News-Meldung

Holtmann baut Wasserwelten an Koreas Küste

22.02.2012

Themenbereich „Schatzkammer“: Eine Manganknolle im Zentrum des Bereichs symbolisiert die Potenziale des Tiefseebergbaus der Zukunft (Bild: facts and fiction GmbH)

    

Startschuss zum Ausbau des Deutschen Pavillons zur Expo 2012


Mitte Februar begannen in Yeosu offiziell die Arbeiten am Innenausbau des Deutschen Pavillons zur Expo 2012, die vom 12. Mai bis zum 12. August stattfindet. Das Messebauunternehmen Holtmann leitet den Ausbau des zweistöckigen Pavillons vor Ort, der unter dem Motto „Seavolution“ auf eine Reise von der Küste bis zum Meeresgrund einlädt. „Der lebende Ozean und die Küste – Ressourcenvielfalt und nachhaltige Aktivitäten“ lautet das Thema der Weltausstellung, die 2012 im südkoreanischen Yeosu ihre Tore öffnet.


Nach einem Konzept der Live-Kommunikationsagentur facts and fiction GmbH und des Architekturbüros GTP Architekten realisiert Holtmann in Yeosu die faszinierende Küsten- und Unterwasserwelt „Seavolution“ des Deutschen Pavillons. Eine Dünenlandschaft lässt in virtuellen Strandkörben Animationen rund um den Bereich „Küste“ lebendig werden. Dazu gehören umweltfreundliche Schiffe ebenso wie Tsunami-Frühwarnsysteme. Der Themenbereich „Lebensraum“ beschäftigt sich mit den Ozeanen als größtem Ökosystem der Welt und gewährt einmalige Einblicke in die Unterwasserwelt. Die „Schatzkammer“ widmet sich anschließend dem umweltschonenden Ressourcenabbau in der Tiefsee. Den Höhepunkt des Pavillonbesuchs bildet die „Main Show“. Mit einer Rundum-Projektion entführt sie die Besucher auf eine virtuelle Tauchfahrt auf den Grund des Ozeans.


Mikrokosmos Deutscher Pavillon

 

Um das Tiefsee-Abenteuer entstehen zu lassen, verbaut Holtmann in den nächsten drei Monaten in Korea über 53 Tonnen Stahl, errichtet mehr als 2.500 Quadratmeter Wand und verlegt unzählige Kilometern Kabel.

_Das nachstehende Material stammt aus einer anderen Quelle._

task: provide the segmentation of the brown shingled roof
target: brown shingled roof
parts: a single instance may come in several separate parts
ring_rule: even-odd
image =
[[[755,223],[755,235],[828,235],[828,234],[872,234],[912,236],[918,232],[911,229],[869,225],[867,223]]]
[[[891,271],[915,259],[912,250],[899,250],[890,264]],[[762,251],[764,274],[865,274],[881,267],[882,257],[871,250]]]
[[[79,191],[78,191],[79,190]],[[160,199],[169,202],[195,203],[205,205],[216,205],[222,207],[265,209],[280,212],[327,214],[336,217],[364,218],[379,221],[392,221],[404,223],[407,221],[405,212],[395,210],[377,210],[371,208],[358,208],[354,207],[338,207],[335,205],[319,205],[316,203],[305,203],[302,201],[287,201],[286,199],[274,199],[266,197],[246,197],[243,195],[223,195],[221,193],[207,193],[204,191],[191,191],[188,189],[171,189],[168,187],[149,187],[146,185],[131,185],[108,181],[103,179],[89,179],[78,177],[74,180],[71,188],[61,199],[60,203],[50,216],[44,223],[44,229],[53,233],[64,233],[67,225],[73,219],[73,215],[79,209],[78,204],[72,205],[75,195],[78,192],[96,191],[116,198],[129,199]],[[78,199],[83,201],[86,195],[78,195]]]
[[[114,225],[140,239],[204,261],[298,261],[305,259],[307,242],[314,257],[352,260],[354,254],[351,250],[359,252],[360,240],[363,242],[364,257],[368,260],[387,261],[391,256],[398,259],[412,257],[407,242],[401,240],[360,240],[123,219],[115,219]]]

„Ein Expo-Pavillon ist fast ein eigener Mikrokosmos. Ihn zu realisieren ist ein komplexes Unterfangen mit vielen bau-technischen Besonderheiten. Neben den Grundvoraussetzungen für einen Pavillon, wie Fußböden, Wände und Lichtanlage, benötigen wir für „Seavolution“ komplexe technische Konstruktionen, um die Projektionen und Animationen in den Themenbereichen möglich zu machen. Auch eine Schallschutzwand werden wir hochziehen, um die „Main Show“ von den restlichen Bereichen geräuschlos abzutrennen. Da ist solides Handwerk genauso gefragt wie Ingenieur-Fachwissen“, erklärt Geschäftsführer und Wirtschafts-ingenieur Claus Holtmann.


Internationales Team für die Weltausstellung

 

Holtmann hat bereits umfangreiche Expo-Erfahrung gesammelt. Neben der Expo 2000 in Hannover und der Landesexpo 2002 in der Schweiz, war der Messebauspezialist besonders im asiatischen Raum aktiv. Für die Expo 2005 in Japan realisierte Holtmann den polnischen und litauischen Pavillon und baute 2010 in Shanghai das Hamburg House.


Nach Yeosu hat das Messebauunternehmen zwölf Mitarbeiter aus Langenhagen entsandt, die dort mit rund 25 Mitarbeitern einer koreanischen Partnerfirma „Seavolution“ entstehen lassen. „Das Spannende an den Expo-Aufträgen ist die interkulturelle Zusammenarbeit. Wir arbeiten mit Kollegen aus unterschiedlichen Ländern und Kulturkreisen zusammen. Das ist immer wieder interessant und neu“, beschreibt Claus Holtmann den Reiz des Expo-Geschäfts, „Natürlich kann ein internationales Team manchmal auch eine echte Herausforderung sein. Aber so ein Expo-Bau lebt vor allem von einem möglichst harmonischen Zusammenspiel der Nationen. Und am Ende hat man gemeinsam eine Weltausstellung aufgebaut!“

 


Organisiert wird die deutsche Beteiligung an der Weltausstellung in Yeosu von der Hamburg Messe und Congress GmbH im Auftrag des Bundesministeriums für Wirtschaft und Technologie.